I tried myself with our ingress controller setup; I experience the same issues.
Neither
command: ["/bin/sh","-c","sleep 10; kill -SIGUSR1 $(pidof haproxy)"]
nor
command: ["/bin/sh","-c","s6-svc -1 /var/run/s6/services/haproxy"]
works to enable restarts without connection drops.
This issue has been automatically marked as stale because it has not had recent activity. It will be closed if no further activity occurs. Thank you for your contributions.

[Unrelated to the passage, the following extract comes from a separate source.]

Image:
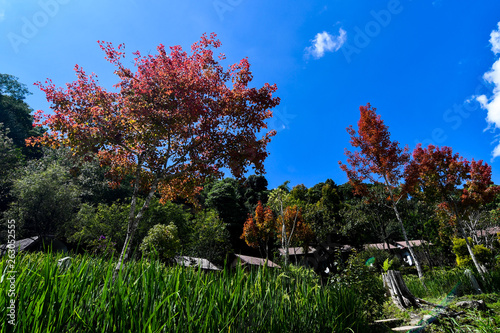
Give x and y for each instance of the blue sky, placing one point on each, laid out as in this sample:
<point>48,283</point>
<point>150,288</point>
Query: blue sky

Please do not close this issue, stale.
This issue has been automatically marked as stale because it has not had recent activity. It will be closed if no further activity occurs. Thank you for your contributions.
Bumping since it's still an issue and experiencing it in my environment, too.
We're seeing the haproxy process exiting from a SIGKILL instead of gracefully terminating from a SIGTERM during a rollout as expected.
Best guess is that it's an issue related to processes not forwarding signals to child processes correctly, so /usr/local/sbin/haproxy never has a chance to react to the SIGTERM 🤷♂️
❯ kubectl exec -n haproxy deploy/haproxy-kubernetes-ingress -- ps -ef
PID USER TIME COMMAND
1 haproxy 0:00 s6-svscan -t0 /var/run/s6/services
39 haproxy 0:00 s6-supervise s6-fdholderd
208 haproxy 0:00 s6-supervise haproxy
209 haproxy 0:00 s6-supervise ingress-controller
212 haproxy 0:01 /haproxy-ingress-controller --with-s6-overlay --default-ss
261 haproxy 0:00 /usr/local/sbin/haproxy -x /var/run/haproxy-runtime-api.so
267 haproxy 0:05 /usr/local/sbin/haproxy -W -db -m 10364 -f /etc/haproxy/ha
287 haproxy 0:00 ps -ef
Same thing here, it doesn't seem to be shutting down gracefully.
I can confirm. We have identified the culprit and the fix is in the queue, being reviewed.
Hey @dkorunic just wanted to bump this one more time since we're eagerly awaiting this release. Do you have an ETA for when we could expect this? Thanks! 🙌
@evandam Fix has been commited in https://github.com/haproxytech/kubernetes-ingress/commit/6afd804b0410154daf601fcf3ca5969623aeef89 and the release is incoming, I'll check the exact time frame we expect it to be published.
@evandam It will happen in the next hour or so (it's already in progress) and as soon as IC binary release and IC image has been released, I'll update Helm Chart accordingly.
Incoming in Helm Chart 1.23.2.
Thanks for pushing this one over the finish line @dkorunic!